Forty Stories
- First edition cover
- Author: Donald Barthelme
- Publisher: G.P. Putnam's Sons
- Publication date: September 1, 1987
- ISBN: 978-0-399-13299-5

= Forty Stories =

Short story collection by Donald Barthelme

Forty Stories collects forty of American writer and professor Donald Barthelme's short stories, several of which originally appeared in The New Yorker. The book was first published by G. P. Putnam's Sons in 1987.

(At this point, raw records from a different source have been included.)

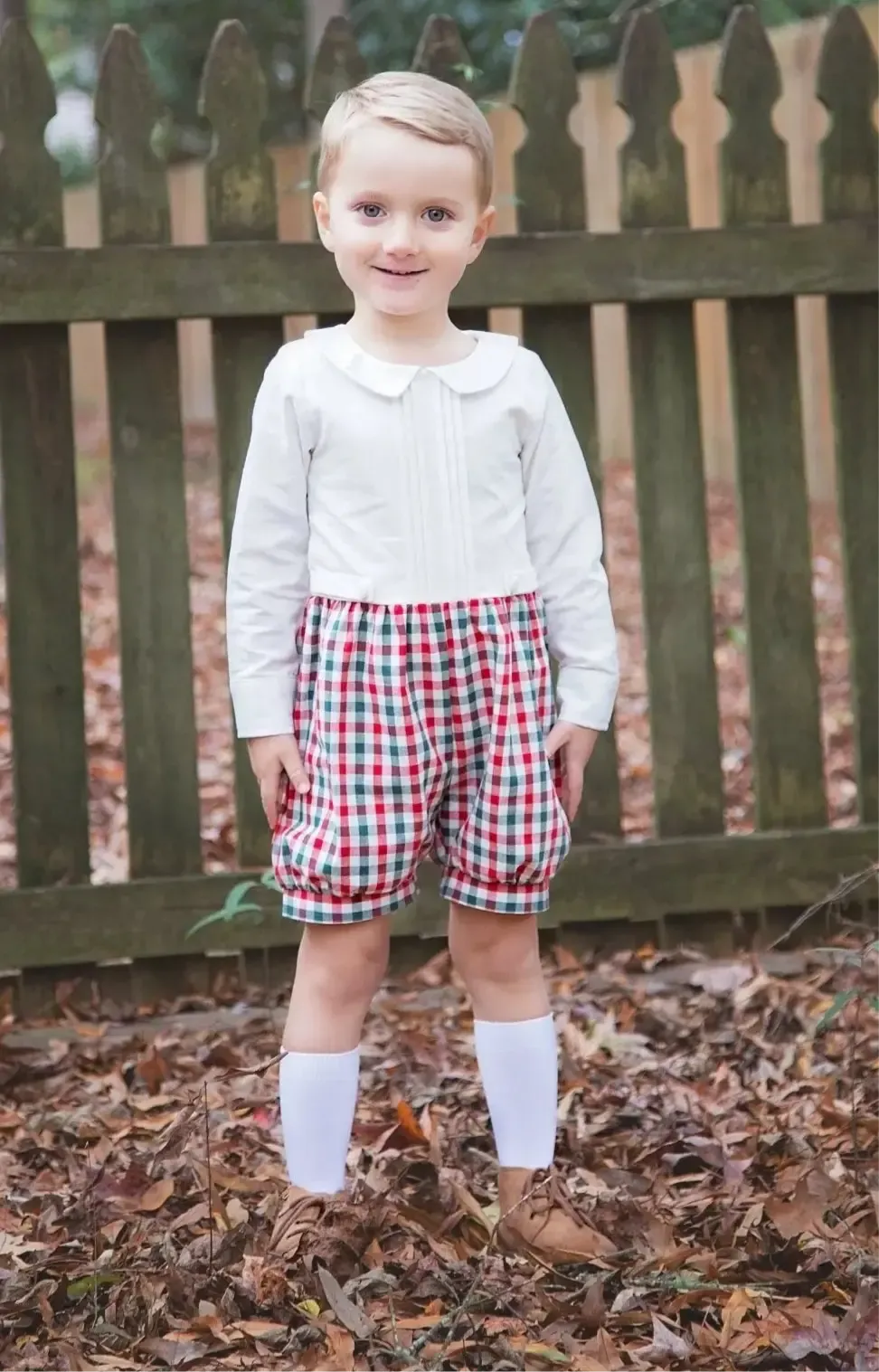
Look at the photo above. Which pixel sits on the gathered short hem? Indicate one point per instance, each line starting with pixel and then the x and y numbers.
pixel 494 896
pixel 326 909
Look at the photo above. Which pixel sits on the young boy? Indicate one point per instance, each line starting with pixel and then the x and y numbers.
pixel 414 525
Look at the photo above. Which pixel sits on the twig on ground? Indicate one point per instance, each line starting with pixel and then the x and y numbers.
pixel 846 888
pixel 210 1186
pixel 251 1072
pixel 448 1324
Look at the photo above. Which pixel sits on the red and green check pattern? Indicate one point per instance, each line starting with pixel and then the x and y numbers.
pixel 422 729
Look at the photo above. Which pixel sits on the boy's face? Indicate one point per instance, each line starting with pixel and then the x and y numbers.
pixel 402 218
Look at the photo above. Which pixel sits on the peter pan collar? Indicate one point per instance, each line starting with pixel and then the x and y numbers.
pixel 485 368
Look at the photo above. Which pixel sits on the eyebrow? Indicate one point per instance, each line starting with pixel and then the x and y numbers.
pixel 382 195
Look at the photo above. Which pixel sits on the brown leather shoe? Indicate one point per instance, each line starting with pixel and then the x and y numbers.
pixel 539 1217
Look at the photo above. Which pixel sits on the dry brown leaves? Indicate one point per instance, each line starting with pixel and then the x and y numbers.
pixel 727 1153
pixel 103 684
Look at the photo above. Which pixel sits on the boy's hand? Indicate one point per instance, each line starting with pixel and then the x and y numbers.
pixel 273 759
pixel 576 747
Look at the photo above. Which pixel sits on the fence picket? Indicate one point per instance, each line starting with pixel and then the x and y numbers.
pixel 148 491
pixel 337 66
pixel 241 206
pixel 440 52
pixel 847 85
pixel 770 479
pixel 37 467
pixel 668 461
pixel 550 195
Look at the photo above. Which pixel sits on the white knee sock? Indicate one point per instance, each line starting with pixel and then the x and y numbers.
pixel 318 1098
pixel 518 1064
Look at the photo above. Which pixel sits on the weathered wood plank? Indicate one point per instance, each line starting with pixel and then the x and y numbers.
pixel 770 479
pixel 337 66
pixel 847 85
pixel 241 207
pixel 550 195
pixel 153 554
pixel 600 883
pixel 40 504
pixel 669 480
pixel 226 280
pixel 442 53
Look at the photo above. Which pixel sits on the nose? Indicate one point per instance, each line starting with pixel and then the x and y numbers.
pixel 400 238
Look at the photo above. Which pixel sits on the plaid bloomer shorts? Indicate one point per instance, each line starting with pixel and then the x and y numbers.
pixel 422 729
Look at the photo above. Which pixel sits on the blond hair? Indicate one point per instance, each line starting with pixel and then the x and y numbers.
pixel 417 103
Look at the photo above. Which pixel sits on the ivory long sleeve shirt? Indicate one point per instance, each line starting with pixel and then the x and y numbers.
pixel 388 483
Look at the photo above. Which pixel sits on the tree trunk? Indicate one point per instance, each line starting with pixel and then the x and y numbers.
pixel 318 13
pixel 13 10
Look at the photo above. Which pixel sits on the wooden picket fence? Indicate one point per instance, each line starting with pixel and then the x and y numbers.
pixel 246 281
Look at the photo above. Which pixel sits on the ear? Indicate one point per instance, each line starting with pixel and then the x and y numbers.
pixel 321 213
pixel 483 228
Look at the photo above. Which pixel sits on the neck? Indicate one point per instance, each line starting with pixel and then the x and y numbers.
pixel 417 336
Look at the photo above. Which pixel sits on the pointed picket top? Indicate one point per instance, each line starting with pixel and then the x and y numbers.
pixel 337 66
pixel 239 173
pixel 442 53
pixel 132 180
pixel 26 90
pixel 549 165
pixel 652 159
pixel 31 180
pixel 233 95
pixel 753 158
pixel 847 85
pixel 846 73
pixel 647 81
pixel 749 71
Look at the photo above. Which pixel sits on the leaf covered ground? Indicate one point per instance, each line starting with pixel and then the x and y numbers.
pixel 728 1154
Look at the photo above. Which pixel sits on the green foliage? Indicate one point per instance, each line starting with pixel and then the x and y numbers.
pixel 844 998
pixel 236 905
pixel 177 34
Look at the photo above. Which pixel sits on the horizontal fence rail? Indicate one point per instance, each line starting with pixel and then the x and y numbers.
pixel 246 283
pixel 228 280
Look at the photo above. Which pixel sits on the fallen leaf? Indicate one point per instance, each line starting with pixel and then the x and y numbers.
pixel 409 1124
pixel 175 1353
pixel 666 1346
pixel 345 1310
pixel 801 1215
pixel 156 1196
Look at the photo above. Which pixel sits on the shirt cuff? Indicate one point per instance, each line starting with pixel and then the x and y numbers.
pixel 262 705
pixel 586 697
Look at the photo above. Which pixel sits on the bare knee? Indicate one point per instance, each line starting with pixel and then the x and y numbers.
pixel 345 965
pixel 494 950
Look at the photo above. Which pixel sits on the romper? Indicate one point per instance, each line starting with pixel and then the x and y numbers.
pixel 422 729
pixel 409 546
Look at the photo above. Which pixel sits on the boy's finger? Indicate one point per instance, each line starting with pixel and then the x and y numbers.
pixel 557 737
pixel 269 796
pixel 294 769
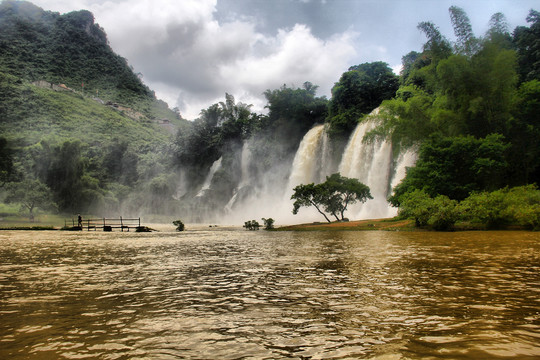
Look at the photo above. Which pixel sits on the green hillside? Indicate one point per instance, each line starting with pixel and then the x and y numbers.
pixel 75 118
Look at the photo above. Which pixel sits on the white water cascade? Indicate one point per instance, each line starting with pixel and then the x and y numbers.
pixel 372 163
pixel 208 180
pixel 307 163
pixel 262 194
pixel 245 159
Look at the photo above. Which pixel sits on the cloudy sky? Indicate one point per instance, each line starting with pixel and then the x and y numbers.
pixel 193 51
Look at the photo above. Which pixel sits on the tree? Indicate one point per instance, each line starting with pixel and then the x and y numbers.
pixel 309 195
pixel 440 212
pixel 333 196
pixel 344 191
pixel 358 92
pixel 456 166
pixel 528 47
pixel 268 223
pixel 466 42
pixel 31 194
pixel 6 162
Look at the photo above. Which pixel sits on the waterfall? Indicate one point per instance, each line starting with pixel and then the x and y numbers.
pixel 307 161
pixel 372 164
pixel 267 193
pixel 208 180
pixel 245 159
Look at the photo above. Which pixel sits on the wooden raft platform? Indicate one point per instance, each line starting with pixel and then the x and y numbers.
pixel 106 224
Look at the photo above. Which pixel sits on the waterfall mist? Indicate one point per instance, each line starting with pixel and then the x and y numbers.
pixel 259 184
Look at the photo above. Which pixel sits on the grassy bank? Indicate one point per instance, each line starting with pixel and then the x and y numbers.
pixel 360 225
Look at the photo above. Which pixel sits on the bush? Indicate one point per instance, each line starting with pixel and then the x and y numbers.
pixel 179 225
pixel 268 223
pixel 439 213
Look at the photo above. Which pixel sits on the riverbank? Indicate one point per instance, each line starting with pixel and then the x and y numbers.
pixel 389 224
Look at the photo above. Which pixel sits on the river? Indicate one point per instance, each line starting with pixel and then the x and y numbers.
pixel 223 293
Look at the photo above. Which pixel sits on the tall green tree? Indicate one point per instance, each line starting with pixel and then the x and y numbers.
pixel 528 47
pixel 31 194
pixel 456 166
pixel 359 91
pixel 333 196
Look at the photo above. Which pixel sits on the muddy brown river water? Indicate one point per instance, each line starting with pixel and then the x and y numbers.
pixel 224 293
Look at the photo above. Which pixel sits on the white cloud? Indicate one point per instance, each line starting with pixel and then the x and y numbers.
pixel 191 56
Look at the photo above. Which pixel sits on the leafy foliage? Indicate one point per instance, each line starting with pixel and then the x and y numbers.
pixel 268 223
pixel 439 213
pixel 31 194
pixel 456 166
pixel 333 196
pixel 358 92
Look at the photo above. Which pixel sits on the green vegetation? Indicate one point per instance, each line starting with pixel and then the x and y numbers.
pixel 472 110
pixel 518 206
pixel 81 133
pixel 332 196
pixel 74 118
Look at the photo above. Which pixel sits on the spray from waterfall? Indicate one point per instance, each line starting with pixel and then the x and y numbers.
pixel 307 161
pixel 208 180
pixel 373 163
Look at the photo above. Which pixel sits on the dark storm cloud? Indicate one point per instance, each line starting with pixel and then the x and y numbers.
pixel 193 51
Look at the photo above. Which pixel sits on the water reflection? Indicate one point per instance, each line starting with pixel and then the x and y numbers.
pixel 234 294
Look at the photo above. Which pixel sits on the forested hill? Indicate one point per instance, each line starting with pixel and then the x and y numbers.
pixel 74 117
pixel 66 49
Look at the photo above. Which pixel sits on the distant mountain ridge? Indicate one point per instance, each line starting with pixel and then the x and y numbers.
pixel 70 49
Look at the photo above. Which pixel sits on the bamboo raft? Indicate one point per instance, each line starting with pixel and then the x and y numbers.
pixel 106 224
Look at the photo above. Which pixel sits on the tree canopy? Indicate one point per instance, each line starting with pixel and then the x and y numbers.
pixel 333 196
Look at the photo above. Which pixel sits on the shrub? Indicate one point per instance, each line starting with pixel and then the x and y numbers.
pixel 439 213
pixel 268 223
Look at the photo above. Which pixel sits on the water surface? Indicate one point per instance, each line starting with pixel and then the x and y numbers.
pixel 233 294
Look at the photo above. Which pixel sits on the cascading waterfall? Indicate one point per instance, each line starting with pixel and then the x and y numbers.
pixel 372 163
pixel 245 159
pixel 208 180
pixel 306 166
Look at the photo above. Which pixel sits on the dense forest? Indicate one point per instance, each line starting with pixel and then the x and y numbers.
pixel 470 110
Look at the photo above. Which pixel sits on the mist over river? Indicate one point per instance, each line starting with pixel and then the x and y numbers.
pixel 226 293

While Sixty Stories includes many longer narratives, the stories in Forty Stories are pithy. Many last for fewer than five pages, and display Barthelme's flash fictional tendencies. They also abound in historical references and surreal juxtapositions. One story involves a World War I Secret Police investigator, a trio of German warplanes, and the artist Paul Klee. Another is a parodic rewriting of the fairy-tale Bluebeard, perhaps inspired by Angela Carter's story "The Bloody Chamber." Yet another consists of a single seven-page-long sentence (without a concluding period).

== Contents ==
1. Chablis
2. On the Deck
3. The Genius
4. Opening
5. Sindbad
6. The Explanation
7. Concerning the Bodyguard
8. RIF
9. The Palace at Four A.M.
10. Jaws
11. Conversations with Goethe
12. Affection
13. The New Owner
14. Paul Klee [full title: "Engineer-Private Paul Klee Misplaces an Aircraft Between Milbertshoffen and Cambrai, March 1916"]
15. Terminus
16. The Educational Experience
17. Bluebeard
18. Departures
19. Visitors
20. The Wound
21. At the Tolstoy Museum
22. The Flight of Pigeons from the Palace
23. A Few Moments of Sleeping and Waking
24. The Temptation of St. Anthony
25. Sentence
26. Pepperoni
27. Some of Us Had Been Threatening Our Friend Colby
28. Lightning
29. The Catechist
30. Porcupines at the university
31. Sakrete
32. Captain Blood
33. 110 West Sixty-first Street
34. The Film
35. Overnight to Many Distant Cities
36. Construction
37. Letters to the Editore
38. Great Days
39. The Baby
40. January

==Sixty Stories==
Sixty Stories, a companion volume to Forty Stories, was published six years earlier, in 1981. It contains stories from Barthelme's first six collections.